2. O regime processual do inventário para separação de meações tem de ser interpretado em conjugação com o regime substantivo, designadamente com as disposições dos artigos 1689 e 1697 CC.
3. A questão supra-referida não deve ser remetida para os meios comuns, pois é uma questão central do inventário, e, no caso concreto, não se vislumbram nenhuma das circunstâncias (dificuldade e complexidade probatórias acentuadas que possam reduzir as garantias das partes a uma boa decisão) em que a lei permite a remessa da mesma para os meios comuns.
II. Na fundamentação do acórdão escreveu-se o seguinte:
"II
As conclusões das alegações de recurso, conforme o disposto nos artigos 635º,3 e 639º,1,3 do Código de Processo Civil, delimitam os poderes de cognição deste Tribunal, sem esquecer as questões que sejam de conhecimento oficioso.
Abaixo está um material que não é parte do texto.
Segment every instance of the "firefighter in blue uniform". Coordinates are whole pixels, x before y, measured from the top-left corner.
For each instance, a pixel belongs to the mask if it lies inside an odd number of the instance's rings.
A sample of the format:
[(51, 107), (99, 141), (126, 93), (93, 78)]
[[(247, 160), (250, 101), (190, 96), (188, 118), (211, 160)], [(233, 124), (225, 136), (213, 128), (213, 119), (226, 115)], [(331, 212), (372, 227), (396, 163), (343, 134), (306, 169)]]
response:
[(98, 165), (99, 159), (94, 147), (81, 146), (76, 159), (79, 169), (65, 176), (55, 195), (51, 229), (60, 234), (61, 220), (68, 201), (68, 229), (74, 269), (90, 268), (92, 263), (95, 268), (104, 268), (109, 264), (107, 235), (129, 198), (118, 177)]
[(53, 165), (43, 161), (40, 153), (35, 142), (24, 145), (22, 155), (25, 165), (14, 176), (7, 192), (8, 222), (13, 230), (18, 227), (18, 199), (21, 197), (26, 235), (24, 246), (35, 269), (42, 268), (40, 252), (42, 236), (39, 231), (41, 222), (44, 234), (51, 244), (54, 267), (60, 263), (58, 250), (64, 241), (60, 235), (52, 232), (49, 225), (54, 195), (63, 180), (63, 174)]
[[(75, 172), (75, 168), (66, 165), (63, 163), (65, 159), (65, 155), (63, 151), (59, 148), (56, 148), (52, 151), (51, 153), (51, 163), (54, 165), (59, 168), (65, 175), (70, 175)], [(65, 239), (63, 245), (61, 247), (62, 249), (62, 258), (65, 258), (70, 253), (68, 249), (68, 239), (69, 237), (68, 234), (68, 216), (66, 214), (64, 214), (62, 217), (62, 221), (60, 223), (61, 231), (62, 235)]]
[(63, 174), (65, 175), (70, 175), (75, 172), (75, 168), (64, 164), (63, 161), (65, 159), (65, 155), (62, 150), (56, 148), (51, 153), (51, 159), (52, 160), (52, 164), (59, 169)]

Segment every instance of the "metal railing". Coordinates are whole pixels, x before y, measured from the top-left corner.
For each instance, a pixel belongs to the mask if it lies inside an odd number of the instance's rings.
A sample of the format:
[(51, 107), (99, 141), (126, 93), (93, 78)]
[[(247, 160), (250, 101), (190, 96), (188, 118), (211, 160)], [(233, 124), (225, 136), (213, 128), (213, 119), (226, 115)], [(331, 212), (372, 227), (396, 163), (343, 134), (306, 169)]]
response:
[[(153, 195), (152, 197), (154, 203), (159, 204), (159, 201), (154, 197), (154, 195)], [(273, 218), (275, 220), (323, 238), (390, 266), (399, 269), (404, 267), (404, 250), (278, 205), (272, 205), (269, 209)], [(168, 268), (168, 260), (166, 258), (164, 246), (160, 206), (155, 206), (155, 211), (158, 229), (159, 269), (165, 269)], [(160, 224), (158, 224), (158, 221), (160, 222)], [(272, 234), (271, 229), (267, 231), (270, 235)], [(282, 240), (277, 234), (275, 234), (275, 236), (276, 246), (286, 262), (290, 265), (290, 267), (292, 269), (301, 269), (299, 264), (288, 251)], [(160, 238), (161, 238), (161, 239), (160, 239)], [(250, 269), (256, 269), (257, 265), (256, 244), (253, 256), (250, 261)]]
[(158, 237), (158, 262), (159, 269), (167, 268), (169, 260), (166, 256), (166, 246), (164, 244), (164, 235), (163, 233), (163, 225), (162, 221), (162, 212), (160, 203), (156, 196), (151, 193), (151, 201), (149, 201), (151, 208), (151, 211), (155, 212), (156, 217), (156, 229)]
Assim, e, considerando as referidas conclusões, as questões a decidir consistem em saber:
a) se foi correctamente fixado o efeito do recurso;b) se foi correcta a decisão de remeter as partes para os meios comuns quanto ao alegado crédito invocado pelo cabeça de casal, sobre a interessada ou se tal matéria deve ser decidida nos autos de inventário.
III
A tramitação dos autos é a que supra ficou exposta no relatório, e é com base nela que temos de procurar a solução a dar ao recurso.
O Tribunal a quo fixou ao recurso efeito suspensivo do andamento do processo, invocando o disposto no art. 1123º,3 CPC, com o argumento que a questão a ser apreciada afectará inelutavelmente a utilidade prática das diligências a levar a cabo na conferência de interessados.
Com efeito, a norma citada dispõe que o juiz pode atribuir efeito suspensivo do processo ao recurso interposto nos termos da alínea b) do número anterior, se a questão a ser apreciada puder afectar a utilidade prática das diligências que devam ser realizadas na conferência de interessados.
O recurso em causa é o de apelação autónoma das decisões de saneamento do processo e de determinação dos bens a partilhar e da forma da partilha.
Vamos deixar desde já claro que consideramos que o efeito suspensivo foi bem fixado pela primeira instância, como veremos supra, pois tal questão está umbilicalmente ligada com a questão central do recurso.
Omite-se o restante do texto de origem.